Milkshakelerimizi içip, hesabı ödeyip çıktık ve yürümeye başladık.

"Ee gitmek istediğin başka bir yer var mı?"

"Seninle birlikte olmak çok güzel ama bu kadar yeter sanırım. Abim kızabilir."

"Abinden izin aldım."

Mutlu olduğumu çok belli eden bir gülüşle ona döndüm.

"Gerçekten mi!?"

"Hmhm. Ha bir de, beni öpmeye çalışıp planı batırman onları daha çok kaynaştırmış gibi görünüyor aradığımda gülüşüyorlardı."

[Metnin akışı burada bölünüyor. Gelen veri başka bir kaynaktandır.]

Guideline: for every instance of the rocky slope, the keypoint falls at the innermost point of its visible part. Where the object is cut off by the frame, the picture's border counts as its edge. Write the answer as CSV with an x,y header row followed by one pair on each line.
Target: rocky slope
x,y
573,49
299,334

Planı batırmam planı kurtarmış mıydı şimdi? Jungwoo bana neden o ifadeyle bakıyordu ki? Bir dakika, beni öpmeye çalışıp planı batırman mı?

" N-ne? Yalan. K-kuru iftira. Yok öyle bir şey. Kim kimi öpmüş? Ben mi? Ahahahah komik şaka ahahah."

Jungwoo'nun üzerime geliyor olması sebebiyle geri geri gidiyordum. Her şey güzeldi lâkin sırtımı arkamdaki evin duvarına yapıştırmış olmam ve Jungwoo'nun aradaki farkı kapatıyor olması pek güzel değildi...

" Iıı, şey mi yapsak? Şurada bir fotoğraf mı çekinsek?"

Cümlemi bitirip az ilerideki Poseidon heykelinin önünde durdum.

"Git Zeus heykeli bul. O zaman olabilir."

"NEREDEN BULAYIM DENİZ KIYISINDA ZEUS HEYKELİNİ!?"

O sırada fotoğraf çekinmek için sıra bekleyen "öfkeli halk" benim yüksek desibelli sesime muhtemelen küfür ediyorlardı.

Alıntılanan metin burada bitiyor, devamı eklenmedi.